Track seven, “Else”, finds Built to Spill delivering delicate psychedelia and dream pop. Imagine, say, Lush or the Cocteau Twins getting physical and metaphysical: “Your body breaks / Your needs consume you forever / And with this lies the need to be here together.”
Then comes either a major throwaway or the album’s linchpin: a guitar workout whose lyrics draw on FM radio staples. In addressing “you”, the singer tells his predecessors they “were wrong when [they] said everything’s gonna be all right” (as, for example, Bob Marley did in “No Woman No Cry”). They “were right” when they issued negative pronouncements, such as Kansas’ “all we are is dust in the wind” and John Mellencamp‘s “life goes on long after the thrill of living is gone”. With time on his mind again, Martsch could have cobbled this song together in his sleep, but the band plays it with gusto.
If you haven’t been won over yet—if the lovely penultimate track, “Temporarily Blind”, seems to mostly relieve the intensity of “You Were Right” and recapitulate the rest of the record—then the whistling interlude during Keep It Like a Secret’s final track, “Broken Chairs”, might do the trick. The lyrics to this one are by a poet, Uhuru Black (who was not the reggae band Black Uhuru). Martsch sounds inspired by cryptic lines such as “Who themselves are mirrors of apprehensions in the falling sun”, but by the end, he has abandoned sense in favor of repeating “Well, all right” in classic-rock fashion, as the band hammer like the Jimi Hendrix Experience on Electric Ladyland or Led Zeppelin on Physical Graffiti.
Built to Spill reached a peak, which is not to say permanently peaked, on Keep It Like a Secret.
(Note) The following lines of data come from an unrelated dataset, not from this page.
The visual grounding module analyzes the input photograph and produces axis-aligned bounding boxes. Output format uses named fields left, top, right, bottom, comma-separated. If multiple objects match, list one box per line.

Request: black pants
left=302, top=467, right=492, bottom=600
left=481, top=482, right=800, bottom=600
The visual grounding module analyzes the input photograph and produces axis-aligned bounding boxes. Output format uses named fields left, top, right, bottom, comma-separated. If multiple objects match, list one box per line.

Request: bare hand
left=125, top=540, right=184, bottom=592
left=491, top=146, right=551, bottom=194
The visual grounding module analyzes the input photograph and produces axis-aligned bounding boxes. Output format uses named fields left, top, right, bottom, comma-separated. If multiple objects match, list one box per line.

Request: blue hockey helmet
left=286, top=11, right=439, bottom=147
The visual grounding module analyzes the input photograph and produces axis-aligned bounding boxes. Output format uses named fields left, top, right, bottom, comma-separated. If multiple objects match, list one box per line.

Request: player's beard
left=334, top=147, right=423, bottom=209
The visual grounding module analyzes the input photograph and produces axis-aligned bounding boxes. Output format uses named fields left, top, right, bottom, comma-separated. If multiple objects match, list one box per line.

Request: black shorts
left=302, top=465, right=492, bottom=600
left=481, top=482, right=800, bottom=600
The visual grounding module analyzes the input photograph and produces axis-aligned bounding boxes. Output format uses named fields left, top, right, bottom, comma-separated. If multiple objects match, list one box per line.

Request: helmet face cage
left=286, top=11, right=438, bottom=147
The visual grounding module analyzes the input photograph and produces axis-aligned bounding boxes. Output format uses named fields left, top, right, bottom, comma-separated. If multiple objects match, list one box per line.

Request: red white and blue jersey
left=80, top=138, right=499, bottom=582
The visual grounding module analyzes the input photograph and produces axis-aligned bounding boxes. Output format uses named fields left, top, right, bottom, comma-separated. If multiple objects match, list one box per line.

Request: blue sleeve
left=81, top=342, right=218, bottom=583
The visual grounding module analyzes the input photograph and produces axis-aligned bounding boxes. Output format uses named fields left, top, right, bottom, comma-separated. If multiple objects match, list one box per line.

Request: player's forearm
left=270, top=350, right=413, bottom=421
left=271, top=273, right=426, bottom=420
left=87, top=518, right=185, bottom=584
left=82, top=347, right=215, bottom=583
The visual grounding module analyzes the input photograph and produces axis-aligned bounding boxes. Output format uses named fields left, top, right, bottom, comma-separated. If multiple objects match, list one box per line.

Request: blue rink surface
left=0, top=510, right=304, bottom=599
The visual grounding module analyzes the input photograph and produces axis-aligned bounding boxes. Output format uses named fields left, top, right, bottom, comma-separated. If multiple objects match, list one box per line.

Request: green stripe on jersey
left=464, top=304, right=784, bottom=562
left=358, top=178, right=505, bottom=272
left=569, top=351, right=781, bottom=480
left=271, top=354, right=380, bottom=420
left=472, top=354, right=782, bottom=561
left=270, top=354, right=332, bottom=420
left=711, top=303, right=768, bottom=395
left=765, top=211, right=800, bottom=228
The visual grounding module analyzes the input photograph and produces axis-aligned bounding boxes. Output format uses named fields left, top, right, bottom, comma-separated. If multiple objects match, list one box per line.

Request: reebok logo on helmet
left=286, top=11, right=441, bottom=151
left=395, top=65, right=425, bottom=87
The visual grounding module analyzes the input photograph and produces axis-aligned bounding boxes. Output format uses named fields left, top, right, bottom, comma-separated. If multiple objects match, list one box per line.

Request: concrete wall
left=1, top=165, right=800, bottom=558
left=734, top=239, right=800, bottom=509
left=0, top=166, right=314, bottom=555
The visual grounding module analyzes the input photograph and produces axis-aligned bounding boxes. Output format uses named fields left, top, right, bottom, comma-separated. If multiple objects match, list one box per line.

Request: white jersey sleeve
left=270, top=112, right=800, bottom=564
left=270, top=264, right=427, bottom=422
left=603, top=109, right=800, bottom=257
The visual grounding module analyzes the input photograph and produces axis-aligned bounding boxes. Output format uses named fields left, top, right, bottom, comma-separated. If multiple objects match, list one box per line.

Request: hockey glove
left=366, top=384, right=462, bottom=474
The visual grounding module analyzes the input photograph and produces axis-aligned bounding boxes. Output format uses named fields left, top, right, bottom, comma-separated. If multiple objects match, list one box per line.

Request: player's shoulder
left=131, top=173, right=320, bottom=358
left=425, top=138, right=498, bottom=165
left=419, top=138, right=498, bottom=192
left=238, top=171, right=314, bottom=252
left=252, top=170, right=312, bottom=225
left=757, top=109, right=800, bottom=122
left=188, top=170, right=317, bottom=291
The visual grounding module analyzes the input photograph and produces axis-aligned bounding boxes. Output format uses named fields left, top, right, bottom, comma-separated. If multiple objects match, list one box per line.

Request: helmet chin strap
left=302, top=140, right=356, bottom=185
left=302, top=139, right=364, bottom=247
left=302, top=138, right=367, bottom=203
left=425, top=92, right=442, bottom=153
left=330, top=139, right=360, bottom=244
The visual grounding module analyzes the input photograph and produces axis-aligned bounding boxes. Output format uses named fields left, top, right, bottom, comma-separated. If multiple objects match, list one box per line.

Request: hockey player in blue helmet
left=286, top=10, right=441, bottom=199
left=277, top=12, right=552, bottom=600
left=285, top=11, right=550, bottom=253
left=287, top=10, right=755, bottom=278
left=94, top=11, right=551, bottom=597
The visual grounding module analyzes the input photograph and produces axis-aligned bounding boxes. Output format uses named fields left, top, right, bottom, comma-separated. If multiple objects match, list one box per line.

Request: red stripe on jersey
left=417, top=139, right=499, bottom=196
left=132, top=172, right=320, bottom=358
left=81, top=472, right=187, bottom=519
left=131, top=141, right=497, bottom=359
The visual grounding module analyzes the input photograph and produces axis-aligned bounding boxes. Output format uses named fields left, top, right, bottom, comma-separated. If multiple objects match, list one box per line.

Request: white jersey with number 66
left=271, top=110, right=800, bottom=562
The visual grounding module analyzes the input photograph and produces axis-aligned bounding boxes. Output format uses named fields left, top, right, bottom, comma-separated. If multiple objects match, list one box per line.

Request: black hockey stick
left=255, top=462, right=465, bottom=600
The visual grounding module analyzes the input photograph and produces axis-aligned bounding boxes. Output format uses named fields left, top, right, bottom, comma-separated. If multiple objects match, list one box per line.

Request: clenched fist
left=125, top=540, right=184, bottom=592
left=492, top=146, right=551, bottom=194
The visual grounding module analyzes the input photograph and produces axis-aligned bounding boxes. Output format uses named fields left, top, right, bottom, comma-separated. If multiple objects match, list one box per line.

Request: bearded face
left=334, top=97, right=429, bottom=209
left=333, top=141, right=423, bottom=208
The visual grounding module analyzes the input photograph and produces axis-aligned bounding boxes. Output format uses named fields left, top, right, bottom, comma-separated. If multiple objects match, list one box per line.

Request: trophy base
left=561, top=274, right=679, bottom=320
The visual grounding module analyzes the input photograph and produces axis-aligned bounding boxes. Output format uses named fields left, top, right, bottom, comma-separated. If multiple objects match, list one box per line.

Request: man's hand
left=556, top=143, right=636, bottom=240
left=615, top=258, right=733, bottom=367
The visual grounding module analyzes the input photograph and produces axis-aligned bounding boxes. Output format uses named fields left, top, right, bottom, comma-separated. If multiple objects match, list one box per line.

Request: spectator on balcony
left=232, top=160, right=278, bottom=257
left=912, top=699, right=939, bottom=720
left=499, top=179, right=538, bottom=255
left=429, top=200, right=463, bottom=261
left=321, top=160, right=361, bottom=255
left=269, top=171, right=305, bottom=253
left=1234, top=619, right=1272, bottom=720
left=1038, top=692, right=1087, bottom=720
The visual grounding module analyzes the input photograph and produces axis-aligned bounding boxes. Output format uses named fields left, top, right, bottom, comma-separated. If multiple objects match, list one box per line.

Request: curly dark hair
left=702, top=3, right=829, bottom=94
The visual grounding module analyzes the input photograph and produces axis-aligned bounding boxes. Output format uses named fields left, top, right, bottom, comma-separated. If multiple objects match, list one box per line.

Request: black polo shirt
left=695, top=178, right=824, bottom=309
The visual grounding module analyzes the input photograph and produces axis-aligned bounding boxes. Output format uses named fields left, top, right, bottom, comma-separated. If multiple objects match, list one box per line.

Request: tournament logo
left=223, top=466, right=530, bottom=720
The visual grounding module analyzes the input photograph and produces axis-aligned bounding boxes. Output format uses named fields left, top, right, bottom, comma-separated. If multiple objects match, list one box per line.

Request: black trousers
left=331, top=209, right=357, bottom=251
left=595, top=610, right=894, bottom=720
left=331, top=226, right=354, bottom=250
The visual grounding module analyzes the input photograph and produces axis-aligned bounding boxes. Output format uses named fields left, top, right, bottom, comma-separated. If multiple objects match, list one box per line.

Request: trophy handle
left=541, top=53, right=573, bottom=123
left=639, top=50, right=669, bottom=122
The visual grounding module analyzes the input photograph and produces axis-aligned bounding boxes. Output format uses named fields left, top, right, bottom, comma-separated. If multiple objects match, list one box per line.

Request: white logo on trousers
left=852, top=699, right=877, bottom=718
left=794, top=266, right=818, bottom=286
The next studio album, 2001’s Ancient Melodies of the Future, had many fine moments, such as the wistful “The Weather”, but the whole suggested that treading water might lead to sinking. One more release like this and followers might have abandoned ship, but Built to Spill regained power and adventurousness on 2006’s You in Reverse, whose perfect first track alone made the album a winner. The rest of their catalog—from indie to Warners and back to indie, with ever-changing lineups—ranges from solid to inspired: minutely autobiographical or at least introspective, unpretentiously philosophical, and majestic. As a guitarist, Martsch has acquired an effortless transcendence that is worth experiencing in concert.
Has any songwriter used the words “things” and “sounds” as much as Doug Martsch? Has any songwriter made such small matters seem more significant and full of possibility?